Class size: ~100–150 ft
1910s–1950s

Diesel clocks in

Diesel engines send steam to the museum: more pull, fewer crew, no coal dust on the sandwiches. The tugboat becomes the round-the-clock workhorse ports still depend on.

Class size: ~100 ft, twice the muscle
1950s–1980s

Tugs learn to dance

Cycloidal “tractor” drives and then steerable Z-drives arrive, and thrust learns to point in any direction. Tugs begin walking sideways, spinning in place, and berthing supertankers with balletic contempt for momentum.

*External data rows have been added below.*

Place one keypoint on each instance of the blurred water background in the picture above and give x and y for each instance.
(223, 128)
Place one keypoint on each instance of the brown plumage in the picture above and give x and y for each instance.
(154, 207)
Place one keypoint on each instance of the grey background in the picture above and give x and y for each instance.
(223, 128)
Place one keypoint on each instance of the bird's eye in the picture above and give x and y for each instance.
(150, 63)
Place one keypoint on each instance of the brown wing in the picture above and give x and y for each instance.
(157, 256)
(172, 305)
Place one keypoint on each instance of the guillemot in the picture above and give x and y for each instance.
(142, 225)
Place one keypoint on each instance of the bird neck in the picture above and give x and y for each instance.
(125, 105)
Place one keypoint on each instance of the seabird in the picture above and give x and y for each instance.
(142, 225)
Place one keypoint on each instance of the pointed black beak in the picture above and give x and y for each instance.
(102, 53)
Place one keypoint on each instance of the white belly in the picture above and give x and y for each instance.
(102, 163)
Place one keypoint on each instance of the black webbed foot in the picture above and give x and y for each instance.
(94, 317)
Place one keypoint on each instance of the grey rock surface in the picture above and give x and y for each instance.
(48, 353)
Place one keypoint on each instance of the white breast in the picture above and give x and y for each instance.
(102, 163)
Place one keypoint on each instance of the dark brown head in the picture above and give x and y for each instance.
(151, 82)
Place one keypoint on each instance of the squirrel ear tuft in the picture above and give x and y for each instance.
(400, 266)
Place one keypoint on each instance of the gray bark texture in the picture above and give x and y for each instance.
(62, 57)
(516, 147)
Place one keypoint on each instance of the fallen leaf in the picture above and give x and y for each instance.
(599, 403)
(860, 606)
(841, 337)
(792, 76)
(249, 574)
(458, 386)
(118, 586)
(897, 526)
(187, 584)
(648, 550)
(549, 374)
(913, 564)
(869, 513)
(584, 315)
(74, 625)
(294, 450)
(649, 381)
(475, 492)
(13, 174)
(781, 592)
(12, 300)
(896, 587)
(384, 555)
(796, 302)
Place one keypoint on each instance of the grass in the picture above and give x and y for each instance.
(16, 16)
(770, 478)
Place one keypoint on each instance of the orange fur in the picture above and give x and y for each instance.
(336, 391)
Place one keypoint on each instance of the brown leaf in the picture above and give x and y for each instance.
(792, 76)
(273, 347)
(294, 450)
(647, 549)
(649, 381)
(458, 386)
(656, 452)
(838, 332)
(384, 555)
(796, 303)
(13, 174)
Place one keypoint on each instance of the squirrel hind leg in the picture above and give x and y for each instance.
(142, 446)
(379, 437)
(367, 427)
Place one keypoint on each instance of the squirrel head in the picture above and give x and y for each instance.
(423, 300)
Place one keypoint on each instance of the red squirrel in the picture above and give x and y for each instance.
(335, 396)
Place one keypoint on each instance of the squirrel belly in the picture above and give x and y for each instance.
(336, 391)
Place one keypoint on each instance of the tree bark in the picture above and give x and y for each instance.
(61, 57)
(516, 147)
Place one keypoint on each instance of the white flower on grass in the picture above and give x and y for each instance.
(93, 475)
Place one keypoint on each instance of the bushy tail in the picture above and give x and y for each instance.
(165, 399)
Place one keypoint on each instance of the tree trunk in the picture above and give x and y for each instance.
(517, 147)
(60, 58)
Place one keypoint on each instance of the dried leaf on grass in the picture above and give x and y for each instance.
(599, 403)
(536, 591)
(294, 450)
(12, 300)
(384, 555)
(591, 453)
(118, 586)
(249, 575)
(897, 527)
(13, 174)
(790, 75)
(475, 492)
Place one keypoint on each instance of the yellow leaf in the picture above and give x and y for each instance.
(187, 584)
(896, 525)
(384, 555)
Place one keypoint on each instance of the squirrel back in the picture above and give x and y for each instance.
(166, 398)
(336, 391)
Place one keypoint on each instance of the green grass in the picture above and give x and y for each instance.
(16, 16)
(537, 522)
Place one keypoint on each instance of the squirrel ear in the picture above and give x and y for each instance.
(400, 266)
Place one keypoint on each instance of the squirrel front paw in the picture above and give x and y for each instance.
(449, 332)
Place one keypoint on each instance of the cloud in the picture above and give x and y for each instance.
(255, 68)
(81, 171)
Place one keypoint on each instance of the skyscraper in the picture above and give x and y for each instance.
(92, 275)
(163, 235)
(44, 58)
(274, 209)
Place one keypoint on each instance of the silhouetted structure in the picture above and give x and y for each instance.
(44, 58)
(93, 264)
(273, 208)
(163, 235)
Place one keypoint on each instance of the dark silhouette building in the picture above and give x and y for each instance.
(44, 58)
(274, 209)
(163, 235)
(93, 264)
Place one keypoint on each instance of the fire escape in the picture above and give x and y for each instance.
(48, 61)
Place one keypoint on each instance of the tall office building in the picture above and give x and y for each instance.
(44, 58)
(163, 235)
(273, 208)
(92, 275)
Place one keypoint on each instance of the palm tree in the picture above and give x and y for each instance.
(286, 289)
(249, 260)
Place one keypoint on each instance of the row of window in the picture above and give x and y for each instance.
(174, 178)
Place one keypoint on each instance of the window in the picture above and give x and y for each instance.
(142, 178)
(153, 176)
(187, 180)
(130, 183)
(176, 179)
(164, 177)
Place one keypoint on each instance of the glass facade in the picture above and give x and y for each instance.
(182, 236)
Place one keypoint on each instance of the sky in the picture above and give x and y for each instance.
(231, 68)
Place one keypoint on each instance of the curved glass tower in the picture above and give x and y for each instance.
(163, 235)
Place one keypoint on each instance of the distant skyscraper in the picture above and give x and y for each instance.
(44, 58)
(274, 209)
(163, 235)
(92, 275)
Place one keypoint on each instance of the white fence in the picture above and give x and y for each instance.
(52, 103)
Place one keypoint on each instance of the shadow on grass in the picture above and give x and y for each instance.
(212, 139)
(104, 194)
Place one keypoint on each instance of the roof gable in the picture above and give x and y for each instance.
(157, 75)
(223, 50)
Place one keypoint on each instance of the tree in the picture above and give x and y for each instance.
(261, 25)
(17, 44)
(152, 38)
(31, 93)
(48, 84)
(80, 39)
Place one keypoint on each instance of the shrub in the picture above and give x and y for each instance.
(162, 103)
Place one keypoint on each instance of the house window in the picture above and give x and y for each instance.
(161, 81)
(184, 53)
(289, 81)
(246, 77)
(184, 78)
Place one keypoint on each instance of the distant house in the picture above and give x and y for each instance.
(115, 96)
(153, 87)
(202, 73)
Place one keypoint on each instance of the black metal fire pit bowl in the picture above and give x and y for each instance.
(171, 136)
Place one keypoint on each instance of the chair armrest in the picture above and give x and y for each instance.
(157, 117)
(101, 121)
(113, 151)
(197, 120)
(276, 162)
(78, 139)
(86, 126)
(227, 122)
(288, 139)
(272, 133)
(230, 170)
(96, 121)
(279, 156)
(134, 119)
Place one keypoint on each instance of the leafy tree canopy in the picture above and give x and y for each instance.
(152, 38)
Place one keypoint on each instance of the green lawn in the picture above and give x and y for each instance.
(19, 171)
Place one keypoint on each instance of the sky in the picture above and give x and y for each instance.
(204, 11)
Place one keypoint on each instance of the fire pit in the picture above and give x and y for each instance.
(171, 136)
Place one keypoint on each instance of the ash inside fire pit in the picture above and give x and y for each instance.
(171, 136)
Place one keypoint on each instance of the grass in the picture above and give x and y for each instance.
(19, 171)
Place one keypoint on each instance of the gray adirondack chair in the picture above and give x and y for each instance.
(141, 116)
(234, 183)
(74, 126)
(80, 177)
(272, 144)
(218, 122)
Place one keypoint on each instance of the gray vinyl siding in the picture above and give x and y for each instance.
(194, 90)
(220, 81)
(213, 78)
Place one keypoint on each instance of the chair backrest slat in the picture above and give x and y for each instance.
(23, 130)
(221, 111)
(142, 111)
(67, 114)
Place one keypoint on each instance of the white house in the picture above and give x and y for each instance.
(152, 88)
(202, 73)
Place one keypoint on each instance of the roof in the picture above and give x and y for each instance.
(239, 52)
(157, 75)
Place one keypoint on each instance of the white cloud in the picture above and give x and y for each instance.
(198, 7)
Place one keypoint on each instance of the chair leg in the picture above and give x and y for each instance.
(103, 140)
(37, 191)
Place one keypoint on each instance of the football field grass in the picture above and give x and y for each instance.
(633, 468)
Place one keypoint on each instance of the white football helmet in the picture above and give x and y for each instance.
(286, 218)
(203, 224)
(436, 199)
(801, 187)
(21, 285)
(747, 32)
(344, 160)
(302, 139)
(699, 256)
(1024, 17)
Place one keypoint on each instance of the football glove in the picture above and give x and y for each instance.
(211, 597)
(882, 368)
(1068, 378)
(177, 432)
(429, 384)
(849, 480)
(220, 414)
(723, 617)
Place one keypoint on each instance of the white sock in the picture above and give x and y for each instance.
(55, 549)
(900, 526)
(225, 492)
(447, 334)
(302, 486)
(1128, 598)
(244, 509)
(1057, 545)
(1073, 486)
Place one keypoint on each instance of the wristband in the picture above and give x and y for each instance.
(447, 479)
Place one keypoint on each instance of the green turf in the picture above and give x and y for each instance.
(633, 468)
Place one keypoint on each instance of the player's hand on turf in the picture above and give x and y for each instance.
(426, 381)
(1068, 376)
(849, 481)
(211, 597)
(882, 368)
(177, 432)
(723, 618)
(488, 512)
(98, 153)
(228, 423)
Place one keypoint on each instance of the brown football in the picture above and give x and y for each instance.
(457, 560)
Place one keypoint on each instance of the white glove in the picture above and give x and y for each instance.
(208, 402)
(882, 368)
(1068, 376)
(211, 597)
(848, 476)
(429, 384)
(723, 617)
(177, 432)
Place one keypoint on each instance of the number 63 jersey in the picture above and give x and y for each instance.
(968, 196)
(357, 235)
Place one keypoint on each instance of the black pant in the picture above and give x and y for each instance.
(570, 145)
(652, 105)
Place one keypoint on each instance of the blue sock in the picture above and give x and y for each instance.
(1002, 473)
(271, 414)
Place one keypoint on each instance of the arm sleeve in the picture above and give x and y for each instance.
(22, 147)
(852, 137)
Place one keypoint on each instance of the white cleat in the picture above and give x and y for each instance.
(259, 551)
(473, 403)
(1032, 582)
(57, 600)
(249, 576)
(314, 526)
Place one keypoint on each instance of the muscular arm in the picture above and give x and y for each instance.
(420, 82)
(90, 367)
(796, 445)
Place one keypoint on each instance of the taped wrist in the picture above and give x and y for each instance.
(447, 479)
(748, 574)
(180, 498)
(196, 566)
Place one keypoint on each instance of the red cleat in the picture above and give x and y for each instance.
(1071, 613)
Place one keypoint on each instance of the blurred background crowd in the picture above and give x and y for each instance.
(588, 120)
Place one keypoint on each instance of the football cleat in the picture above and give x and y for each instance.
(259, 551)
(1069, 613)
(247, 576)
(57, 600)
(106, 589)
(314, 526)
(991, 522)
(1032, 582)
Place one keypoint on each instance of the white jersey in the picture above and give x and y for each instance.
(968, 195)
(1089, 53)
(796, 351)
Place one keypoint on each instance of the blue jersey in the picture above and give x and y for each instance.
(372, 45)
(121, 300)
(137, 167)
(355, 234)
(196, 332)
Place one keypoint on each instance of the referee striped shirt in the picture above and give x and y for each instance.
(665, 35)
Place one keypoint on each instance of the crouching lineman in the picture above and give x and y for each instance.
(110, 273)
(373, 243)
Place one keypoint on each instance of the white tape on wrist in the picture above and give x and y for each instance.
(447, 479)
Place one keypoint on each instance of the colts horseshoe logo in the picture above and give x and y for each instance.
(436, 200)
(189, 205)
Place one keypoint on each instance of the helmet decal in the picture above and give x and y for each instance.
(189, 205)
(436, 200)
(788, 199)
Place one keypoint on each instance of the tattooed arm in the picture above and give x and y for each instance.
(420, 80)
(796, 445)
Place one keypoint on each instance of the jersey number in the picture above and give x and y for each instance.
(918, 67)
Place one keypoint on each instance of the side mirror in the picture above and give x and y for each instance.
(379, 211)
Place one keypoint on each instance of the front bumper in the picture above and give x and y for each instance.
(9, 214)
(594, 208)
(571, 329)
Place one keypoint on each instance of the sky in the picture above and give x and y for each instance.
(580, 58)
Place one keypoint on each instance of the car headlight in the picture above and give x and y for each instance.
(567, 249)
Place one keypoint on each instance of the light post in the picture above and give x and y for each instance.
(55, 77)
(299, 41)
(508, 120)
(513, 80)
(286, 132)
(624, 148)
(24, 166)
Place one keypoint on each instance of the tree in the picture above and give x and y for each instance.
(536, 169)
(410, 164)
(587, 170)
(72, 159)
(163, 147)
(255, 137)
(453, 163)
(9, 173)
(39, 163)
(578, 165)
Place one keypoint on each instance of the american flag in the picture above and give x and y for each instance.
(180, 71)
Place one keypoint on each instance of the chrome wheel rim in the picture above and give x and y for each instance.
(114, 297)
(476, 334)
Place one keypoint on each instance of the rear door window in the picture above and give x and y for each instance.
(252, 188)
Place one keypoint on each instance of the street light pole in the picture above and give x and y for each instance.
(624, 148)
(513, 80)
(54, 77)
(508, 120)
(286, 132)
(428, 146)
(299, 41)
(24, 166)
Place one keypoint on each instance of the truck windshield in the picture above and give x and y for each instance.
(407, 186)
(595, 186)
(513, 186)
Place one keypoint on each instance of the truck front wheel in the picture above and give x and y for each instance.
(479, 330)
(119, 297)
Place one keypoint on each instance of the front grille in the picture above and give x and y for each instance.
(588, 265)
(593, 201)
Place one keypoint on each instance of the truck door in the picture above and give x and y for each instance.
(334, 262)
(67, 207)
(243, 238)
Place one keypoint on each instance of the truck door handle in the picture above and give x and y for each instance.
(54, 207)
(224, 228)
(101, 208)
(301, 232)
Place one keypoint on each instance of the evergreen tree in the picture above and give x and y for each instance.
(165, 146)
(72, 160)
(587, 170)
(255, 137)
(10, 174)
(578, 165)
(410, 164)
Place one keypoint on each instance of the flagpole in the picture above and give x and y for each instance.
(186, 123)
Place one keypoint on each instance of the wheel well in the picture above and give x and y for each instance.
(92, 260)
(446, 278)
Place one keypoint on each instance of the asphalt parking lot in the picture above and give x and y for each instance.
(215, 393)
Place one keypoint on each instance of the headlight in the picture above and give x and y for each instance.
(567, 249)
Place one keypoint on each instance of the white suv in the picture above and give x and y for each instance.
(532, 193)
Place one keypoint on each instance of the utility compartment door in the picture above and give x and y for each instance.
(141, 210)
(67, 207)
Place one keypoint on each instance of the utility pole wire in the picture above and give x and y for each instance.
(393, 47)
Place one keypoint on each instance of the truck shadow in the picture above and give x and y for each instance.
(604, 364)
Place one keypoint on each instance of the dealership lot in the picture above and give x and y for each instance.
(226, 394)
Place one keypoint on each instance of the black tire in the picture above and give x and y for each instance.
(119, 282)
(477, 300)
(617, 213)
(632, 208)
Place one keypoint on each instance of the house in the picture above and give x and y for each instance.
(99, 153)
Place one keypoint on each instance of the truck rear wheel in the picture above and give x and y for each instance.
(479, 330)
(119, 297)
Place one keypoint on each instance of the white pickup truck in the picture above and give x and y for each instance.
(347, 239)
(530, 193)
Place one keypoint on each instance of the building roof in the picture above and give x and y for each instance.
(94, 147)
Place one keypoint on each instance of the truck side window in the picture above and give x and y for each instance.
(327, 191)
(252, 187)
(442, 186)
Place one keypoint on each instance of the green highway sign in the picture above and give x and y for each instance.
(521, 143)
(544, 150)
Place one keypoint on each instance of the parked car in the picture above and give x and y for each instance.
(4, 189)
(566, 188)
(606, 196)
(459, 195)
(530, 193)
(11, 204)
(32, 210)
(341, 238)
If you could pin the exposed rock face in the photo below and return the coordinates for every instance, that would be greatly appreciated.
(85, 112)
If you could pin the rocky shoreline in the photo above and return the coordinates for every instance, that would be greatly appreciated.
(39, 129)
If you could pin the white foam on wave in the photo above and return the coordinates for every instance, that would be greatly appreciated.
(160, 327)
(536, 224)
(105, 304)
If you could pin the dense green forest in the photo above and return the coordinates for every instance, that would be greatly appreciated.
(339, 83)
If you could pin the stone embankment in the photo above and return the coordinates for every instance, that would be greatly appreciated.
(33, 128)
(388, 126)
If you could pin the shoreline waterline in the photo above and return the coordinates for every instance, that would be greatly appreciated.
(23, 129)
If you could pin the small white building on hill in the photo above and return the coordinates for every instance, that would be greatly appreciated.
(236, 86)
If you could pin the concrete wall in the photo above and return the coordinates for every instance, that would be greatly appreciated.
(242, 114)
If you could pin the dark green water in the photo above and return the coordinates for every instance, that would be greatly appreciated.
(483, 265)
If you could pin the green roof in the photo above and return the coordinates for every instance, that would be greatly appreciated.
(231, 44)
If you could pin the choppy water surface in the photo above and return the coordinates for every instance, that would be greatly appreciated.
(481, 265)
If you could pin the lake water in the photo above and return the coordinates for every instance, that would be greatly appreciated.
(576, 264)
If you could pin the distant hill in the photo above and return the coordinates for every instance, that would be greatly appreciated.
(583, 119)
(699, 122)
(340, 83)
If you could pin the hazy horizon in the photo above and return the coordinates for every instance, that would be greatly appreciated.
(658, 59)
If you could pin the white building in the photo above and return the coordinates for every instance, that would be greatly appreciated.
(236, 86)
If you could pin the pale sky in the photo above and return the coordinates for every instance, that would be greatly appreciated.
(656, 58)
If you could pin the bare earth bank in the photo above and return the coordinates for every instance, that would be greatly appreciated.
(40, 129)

Class size: ~90 ft, infinitely more agile
2020s

Records and batteries

The species peaks in both directions at once: Island Victory sets the all-time bollard-pull record (477 t, 2020), while Sparky goes fully electric in Auckland (2022). Bigger, stronger, cleaner — the trend line only points up.

Class size: up to 405 ft
2025

The trend line, boldly reversed

In Clinton, Connecticut, a man in a two-car garage spends three years building the counter-argument: AWOOGA, 14′3″ of marine plywood with a foghorn eight sizes too big. Peak miniaturization. The historians are still arguing about whether this is progress; the harbor has already voted.

Class size: 14 ft 3 in. You read that right.